Performance focused variant. Benchmark deltas on every code deliverable, regression detection against a baseline, hot path identification. Useful for engagements where performance is a stated requirement.
Accessibility focused variant. Front end specific, runs accessibility audits on rendered output, flags WCAG violations and keyboard trap patterns. Built for the engagements where accessibility is a stated deliverable.
Each variant will have its own evidence drawer in the Console, with the same structured pack format the base QA Agent uses today.
Specifications
| Attribute | Value |
|---|---|
| Underlying model | Orzed Pulse (semantic review), composite with SecureBERT class and CodeT5+ class models |
| Training data | ~14,000 reviewed code cases, ~3,200 security audits, ~6,500 structural QA records |
| Median latency | 1 to 3 seconds end to end |
| Output | Structured evidence pack with weighted verdict (pass, soft fail, hard fail) |
| Console surface | QA Evidence drawer on every deliverable, QA Verdict badge on every Approval Checkpoint |
| Binding status | Exploratory; senior human review owns binding pass or fail on architecture, security, release |
| Roadmap | Q2 specialised variants on Orzed Meridian (security, performance, accessibility) |
This concludes the current Orzed Models and Agents index. New entries land here as new agents and model variants ship; the Console Changelog covers the rollouts themselves with the operational detail.
Questions teams ask
Why composite, not a single model?
Different signals catch different failure classes. Deterministic tests catch what is deterministically wrong. Static analysis catches structural issues a model can miss. Security classifiers catch known vulnerability shapes. The semantic LLM pass catches the cases where the code is technically correct but does not solve the intended problem. No single signal carries all four; the composite weighting is what makes the agent useful.

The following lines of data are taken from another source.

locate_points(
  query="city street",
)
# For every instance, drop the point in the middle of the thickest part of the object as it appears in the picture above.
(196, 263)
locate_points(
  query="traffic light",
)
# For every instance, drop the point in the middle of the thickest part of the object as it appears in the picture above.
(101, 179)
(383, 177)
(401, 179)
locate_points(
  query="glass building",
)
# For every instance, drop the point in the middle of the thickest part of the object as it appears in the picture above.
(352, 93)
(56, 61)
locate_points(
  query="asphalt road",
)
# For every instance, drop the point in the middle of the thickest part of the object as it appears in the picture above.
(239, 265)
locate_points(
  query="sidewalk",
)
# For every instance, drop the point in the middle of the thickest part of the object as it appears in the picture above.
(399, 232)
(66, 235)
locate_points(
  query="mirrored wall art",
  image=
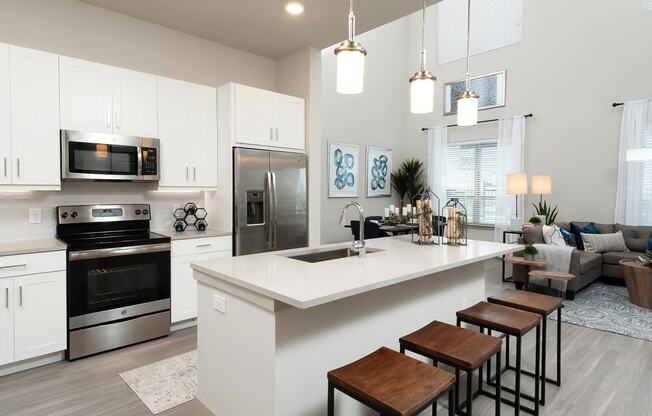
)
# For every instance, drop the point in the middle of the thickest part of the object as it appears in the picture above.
(490, 88)
(343, 162)
(379, 171)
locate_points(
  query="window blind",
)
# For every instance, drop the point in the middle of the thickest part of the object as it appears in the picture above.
(471, 177)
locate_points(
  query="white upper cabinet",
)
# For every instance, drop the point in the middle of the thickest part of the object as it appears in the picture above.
(187, 115)
(34, 84)
(5, 118)
(39, 314)
(134, 103)
(86, 96)
(268, 119)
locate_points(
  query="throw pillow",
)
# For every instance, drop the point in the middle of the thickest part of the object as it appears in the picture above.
(602, 243)
(552, 235)
(577, 230)
(569, 238)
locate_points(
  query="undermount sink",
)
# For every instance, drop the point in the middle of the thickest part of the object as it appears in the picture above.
(317, 256)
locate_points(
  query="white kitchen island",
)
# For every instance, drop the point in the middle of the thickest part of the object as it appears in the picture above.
(271, 327)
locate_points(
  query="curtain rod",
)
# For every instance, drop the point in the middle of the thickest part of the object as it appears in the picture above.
(479, 122)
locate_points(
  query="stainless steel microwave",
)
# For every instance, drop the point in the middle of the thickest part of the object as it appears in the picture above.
(98, 156)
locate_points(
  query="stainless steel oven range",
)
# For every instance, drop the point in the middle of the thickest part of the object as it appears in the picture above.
(118, 277)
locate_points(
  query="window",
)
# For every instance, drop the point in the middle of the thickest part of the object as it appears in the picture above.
(471, 177)
(646, 185)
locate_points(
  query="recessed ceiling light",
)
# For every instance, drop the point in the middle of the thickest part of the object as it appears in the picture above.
(294, 8)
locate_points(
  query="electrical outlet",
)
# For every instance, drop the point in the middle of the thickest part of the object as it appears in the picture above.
(219, 303)
(35, 215)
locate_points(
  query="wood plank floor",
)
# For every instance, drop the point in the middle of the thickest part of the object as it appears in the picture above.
(603, 374)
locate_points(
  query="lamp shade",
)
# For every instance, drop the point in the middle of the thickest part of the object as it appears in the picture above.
(639, 155)
(541, 184)
(517, 184)
(350, 71)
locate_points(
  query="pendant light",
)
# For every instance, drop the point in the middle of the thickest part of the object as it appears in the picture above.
(350, 61)
(422, 83)
(467, 100)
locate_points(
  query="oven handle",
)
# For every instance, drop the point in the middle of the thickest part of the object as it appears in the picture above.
(117, 251)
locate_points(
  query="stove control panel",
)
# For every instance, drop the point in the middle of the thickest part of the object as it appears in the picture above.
(102, 213)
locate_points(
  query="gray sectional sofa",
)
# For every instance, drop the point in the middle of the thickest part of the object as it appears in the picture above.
(588, 267)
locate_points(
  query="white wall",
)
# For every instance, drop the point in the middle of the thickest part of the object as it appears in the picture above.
(377, 117)
(575, 59)
(73, 28)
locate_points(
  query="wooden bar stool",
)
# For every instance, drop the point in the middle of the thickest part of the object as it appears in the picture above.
(543, 305)
(392, 384)
(516, 323)
(460, 348)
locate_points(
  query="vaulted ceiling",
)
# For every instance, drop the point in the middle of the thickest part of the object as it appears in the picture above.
(262, 26)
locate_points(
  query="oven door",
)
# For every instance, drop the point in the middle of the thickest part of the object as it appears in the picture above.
(111, 284)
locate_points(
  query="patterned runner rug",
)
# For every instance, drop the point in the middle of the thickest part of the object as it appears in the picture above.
(607, 307)
(165, 384)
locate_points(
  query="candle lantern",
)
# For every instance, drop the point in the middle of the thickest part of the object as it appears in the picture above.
(457, 229)
(425, 211)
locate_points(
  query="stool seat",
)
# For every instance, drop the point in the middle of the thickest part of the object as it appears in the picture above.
(394, 383)
(532, 302)
(461, 347)
(502, 318)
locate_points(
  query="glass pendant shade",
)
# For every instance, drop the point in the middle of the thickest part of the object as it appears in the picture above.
(467, 109)
(350, 68)
(422, 92)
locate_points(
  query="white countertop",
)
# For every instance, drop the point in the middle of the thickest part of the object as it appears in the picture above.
(304, 285)
(184, 235)
(15, 247)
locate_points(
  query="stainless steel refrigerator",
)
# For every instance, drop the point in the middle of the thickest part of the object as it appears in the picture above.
(270, 201)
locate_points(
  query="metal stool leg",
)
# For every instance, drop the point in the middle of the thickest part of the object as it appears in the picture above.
(331, 399)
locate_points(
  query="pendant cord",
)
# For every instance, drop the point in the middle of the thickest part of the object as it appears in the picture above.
(468, 43)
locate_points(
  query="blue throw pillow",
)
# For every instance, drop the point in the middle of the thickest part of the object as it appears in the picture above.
(569, 238)
(577, 230)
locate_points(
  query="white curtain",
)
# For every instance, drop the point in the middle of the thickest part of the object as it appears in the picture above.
(637, 121)
(509, 159)
(437, 161)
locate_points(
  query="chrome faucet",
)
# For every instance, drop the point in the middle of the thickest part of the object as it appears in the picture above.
(359, 245)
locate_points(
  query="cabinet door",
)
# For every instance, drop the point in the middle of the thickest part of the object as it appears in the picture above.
(6, 321)
(184, 286)
(85, 95)
(253, 115)
(34, 117)
(5, 130)
(40, 314)
(290, 122)
(134, 103)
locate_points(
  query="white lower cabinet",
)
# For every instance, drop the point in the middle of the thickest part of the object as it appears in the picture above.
(183, 285)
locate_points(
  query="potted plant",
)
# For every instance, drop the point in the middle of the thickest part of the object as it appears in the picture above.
(530, 252)
(408, 181)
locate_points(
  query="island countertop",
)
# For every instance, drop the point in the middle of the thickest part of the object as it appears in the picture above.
(305, 285)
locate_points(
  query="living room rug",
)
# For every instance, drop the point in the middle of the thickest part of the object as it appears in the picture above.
(607, 307)
(165, 384)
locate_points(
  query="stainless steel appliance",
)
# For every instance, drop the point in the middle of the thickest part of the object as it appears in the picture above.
(270, 201)
(118, 277)
(97, 156)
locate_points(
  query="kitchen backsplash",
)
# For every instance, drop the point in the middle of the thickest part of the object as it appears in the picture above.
(14, 207)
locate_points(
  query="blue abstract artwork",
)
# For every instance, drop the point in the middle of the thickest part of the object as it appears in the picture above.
(379, 169)
(343, 170)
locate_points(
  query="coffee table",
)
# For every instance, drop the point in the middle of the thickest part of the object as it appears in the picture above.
(639, 283)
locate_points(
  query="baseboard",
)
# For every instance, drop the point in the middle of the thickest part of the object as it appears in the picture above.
(188, 323)
(31, 363)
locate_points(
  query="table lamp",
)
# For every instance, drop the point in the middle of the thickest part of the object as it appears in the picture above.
(517, 185)
(542, 185)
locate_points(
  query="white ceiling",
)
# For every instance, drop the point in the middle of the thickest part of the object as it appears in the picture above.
(262, 26)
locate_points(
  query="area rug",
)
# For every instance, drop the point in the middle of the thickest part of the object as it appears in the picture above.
(607, 307)
(165, 384)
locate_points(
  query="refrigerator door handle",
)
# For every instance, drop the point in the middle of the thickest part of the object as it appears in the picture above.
(275, 206)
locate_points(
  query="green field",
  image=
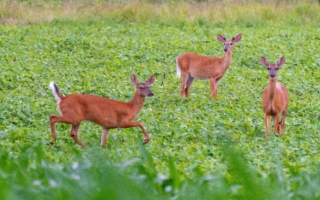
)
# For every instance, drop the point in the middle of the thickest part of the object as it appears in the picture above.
(199, 148)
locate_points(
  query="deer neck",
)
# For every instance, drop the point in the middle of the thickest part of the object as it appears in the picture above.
(272, 88)
(136, 103)
(227, 60)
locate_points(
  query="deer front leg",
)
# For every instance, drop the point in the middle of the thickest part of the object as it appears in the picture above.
(183, 84)
(134, 124)
(276, 124)
(188, 84)
(74, 135)
(214, 87)
(267, 122)
(104, 136)
(282, 122)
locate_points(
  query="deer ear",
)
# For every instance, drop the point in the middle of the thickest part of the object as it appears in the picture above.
(281, 61)
(134, 79)
(220, 38)
(237, 38)
(150, 80)
(264, 61)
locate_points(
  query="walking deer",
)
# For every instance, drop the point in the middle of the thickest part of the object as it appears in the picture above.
(107, 113)
(275, 98)
(190, 66)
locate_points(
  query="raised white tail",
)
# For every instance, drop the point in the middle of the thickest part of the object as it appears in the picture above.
(55, 91)
(178, 68)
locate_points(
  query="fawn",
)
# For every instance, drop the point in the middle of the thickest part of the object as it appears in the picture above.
(275, 98)
(105, 112)
(190, 66)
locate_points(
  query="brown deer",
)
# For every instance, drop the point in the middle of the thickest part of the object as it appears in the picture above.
(107, 113)
(275, 98)
(190, 66)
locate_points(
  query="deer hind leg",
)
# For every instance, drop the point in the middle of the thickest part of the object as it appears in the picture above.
(188, 84)
(214, 87)
(267, 123)
(104, 136)
(74, 134)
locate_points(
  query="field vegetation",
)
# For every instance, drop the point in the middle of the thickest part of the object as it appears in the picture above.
(199, 148)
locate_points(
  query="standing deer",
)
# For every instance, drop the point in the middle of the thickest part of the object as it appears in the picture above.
(190, 66)
(107, 113)
(275, 98)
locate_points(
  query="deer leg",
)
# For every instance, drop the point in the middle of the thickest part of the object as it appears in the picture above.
(282, 122)
(214, 87)
(104, 136)
(276, 124)
(267, 122)
(188, 84)
(134, 124)
(74, 134)
(183, 84)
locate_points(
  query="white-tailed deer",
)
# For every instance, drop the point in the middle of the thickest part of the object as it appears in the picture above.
(190, 66)
(107, 113)
(275, 98)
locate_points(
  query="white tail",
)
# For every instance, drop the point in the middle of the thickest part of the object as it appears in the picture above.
(178, 68)
(105, 112)
(193, 66)
(55, 91)
(275, 98)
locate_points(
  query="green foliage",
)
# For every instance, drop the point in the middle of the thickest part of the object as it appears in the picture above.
(199, 148)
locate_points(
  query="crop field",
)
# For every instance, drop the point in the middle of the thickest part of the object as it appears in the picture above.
(199, 148)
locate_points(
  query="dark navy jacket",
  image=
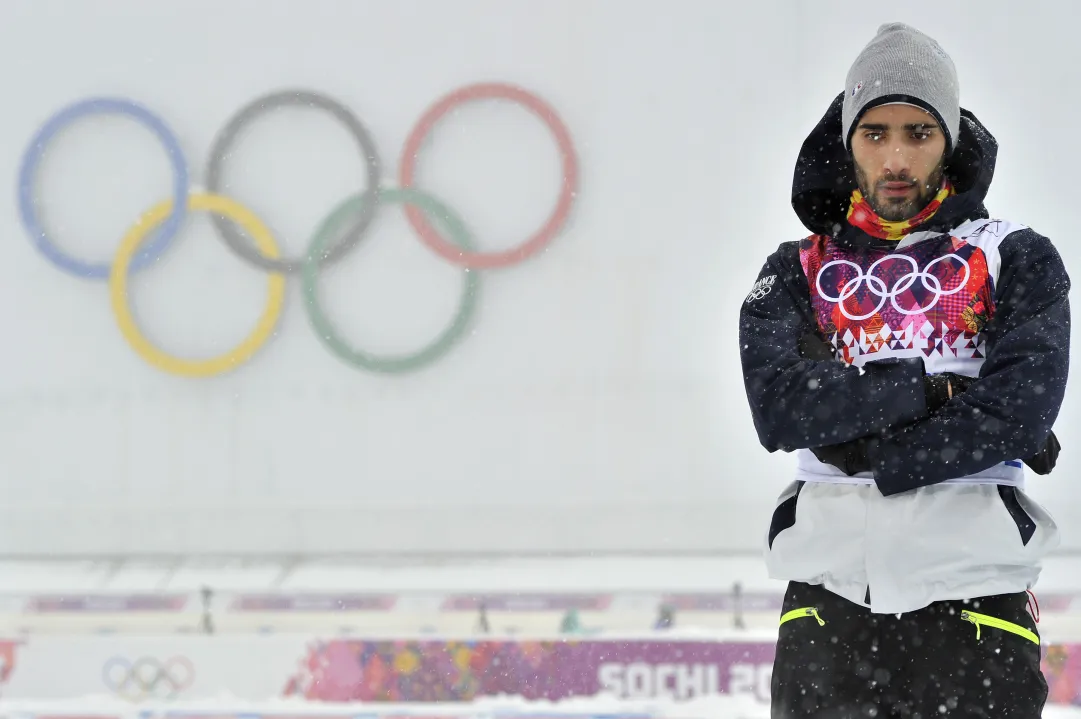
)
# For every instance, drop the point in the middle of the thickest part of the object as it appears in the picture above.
(1024, 346)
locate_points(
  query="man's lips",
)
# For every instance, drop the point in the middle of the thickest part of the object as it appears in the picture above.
(897, 188)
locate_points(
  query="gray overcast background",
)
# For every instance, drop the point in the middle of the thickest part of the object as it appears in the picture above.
(597, 403)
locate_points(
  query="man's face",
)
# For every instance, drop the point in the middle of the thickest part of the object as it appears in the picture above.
(898, 150)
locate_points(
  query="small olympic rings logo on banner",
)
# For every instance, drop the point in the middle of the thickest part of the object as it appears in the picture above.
(250, 239)
(147, 677)
(878, 288)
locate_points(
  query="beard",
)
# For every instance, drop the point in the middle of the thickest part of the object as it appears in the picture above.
(896, 209)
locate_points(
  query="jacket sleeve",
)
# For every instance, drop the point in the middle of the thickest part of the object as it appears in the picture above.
(799, 402)
(1008, 413)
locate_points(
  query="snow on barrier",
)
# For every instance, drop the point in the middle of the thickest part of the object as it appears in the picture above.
(302, 676)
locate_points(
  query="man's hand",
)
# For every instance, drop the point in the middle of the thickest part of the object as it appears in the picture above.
(1044, 461)
(850, 457)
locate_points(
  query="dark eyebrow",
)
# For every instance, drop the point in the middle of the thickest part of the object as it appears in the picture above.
(877, 127)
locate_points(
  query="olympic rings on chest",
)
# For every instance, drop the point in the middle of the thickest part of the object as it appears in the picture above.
(876, 285)
(251, 240)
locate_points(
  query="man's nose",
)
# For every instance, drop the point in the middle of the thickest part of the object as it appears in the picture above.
(896, 160)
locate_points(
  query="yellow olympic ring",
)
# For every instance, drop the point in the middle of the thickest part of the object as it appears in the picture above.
(118, 289)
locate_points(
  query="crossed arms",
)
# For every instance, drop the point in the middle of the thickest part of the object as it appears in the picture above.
(910, 441)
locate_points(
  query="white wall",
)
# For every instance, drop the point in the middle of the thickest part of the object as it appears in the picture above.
(597, 402)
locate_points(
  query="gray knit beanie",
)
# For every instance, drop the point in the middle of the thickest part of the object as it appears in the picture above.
(903, 65)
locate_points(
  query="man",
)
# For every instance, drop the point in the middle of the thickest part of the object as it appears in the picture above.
(913, 353)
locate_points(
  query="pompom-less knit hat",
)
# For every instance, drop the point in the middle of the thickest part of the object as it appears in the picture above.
(903, 65)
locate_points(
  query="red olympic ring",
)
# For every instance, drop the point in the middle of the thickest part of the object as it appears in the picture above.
(499, 258)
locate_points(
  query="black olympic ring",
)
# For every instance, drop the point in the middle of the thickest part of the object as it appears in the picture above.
(877, 285)
(219, 150)
(148, 677)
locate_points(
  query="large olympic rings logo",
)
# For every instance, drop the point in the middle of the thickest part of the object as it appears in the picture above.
(877, 285)
(147, 677)
(342, 229)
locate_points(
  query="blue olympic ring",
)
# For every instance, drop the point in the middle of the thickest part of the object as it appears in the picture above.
(32, 158)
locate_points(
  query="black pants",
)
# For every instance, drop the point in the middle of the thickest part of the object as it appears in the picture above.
(926, 664)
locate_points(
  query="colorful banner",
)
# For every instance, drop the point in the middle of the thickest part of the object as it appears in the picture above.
(312, 602)
(111, 603)
(361, 670)
(177, 668)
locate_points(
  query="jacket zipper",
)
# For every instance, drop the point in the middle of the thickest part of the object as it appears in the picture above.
(984, 620)
(805, 611)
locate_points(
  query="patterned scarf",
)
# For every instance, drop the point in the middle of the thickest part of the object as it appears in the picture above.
(863, 216)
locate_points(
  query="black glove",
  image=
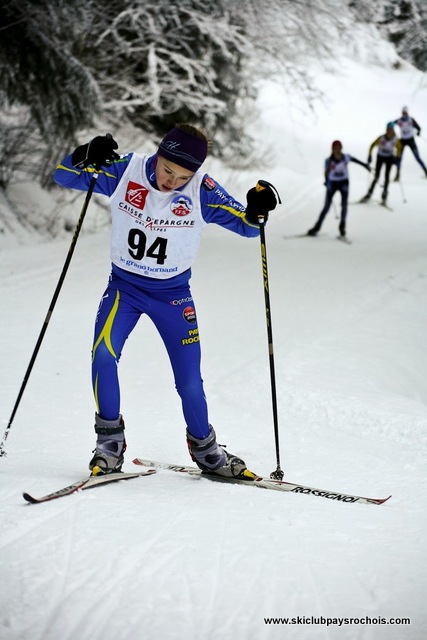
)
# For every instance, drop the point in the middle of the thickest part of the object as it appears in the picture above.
(98, 152)
(260, 201)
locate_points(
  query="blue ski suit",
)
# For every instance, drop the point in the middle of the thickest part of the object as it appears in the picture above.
(154, 241)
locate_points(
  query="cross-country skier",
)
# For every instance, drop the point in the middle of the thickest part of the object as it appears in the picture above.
(160, 206)
(388, 148)
(336, 179)
(408, 126)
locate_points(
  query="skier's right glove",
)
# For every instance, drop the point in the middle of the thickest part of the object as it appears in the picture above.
(260, 201)
(98, 152)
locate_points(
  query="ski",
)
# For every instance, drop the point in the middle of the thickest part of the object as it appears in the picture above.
(87, 483)
(263, 483)
(376, 202)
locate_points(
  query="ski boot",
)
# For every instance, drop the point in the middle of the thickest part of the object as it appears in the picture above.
(211, 458)
(110, 446)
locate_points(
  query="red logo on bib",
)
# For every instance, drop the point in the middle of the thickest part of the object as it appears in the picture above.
(136, 195)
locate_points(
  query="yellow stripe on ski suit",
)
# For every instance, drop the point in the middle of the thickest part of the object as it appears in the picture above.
(106, 329)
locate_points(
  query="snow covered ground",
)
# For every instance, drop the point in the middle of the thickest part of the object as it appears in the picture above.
(176, 558)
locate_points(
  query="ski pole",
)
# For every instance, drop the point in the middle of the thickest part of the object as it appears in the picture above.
(278, 474)
(51, 308)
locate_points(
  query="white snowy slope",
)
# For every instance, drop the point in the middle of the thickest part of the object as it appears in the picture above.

Where does the agent escalate?
Three classes always escalate to senior human review: subtle concurrency bugs in code without sufficient test coverage, domain specific business rule violations the agent has not seen examples of, and content factual errors that require external source cross referencing. The QA Agent's job is to gate the queue, not to replace the senior reviewer's call.
Can I see the evidence pack as a customer?
Yes. Every deliverable in Live Delivery Tracking has a QA Evidence drawer. It contains the deterministic test summary, the static analysis findings, the semantic review and the weighted recommendation. If you disagree with a verdict, the dispute starts from the evidence.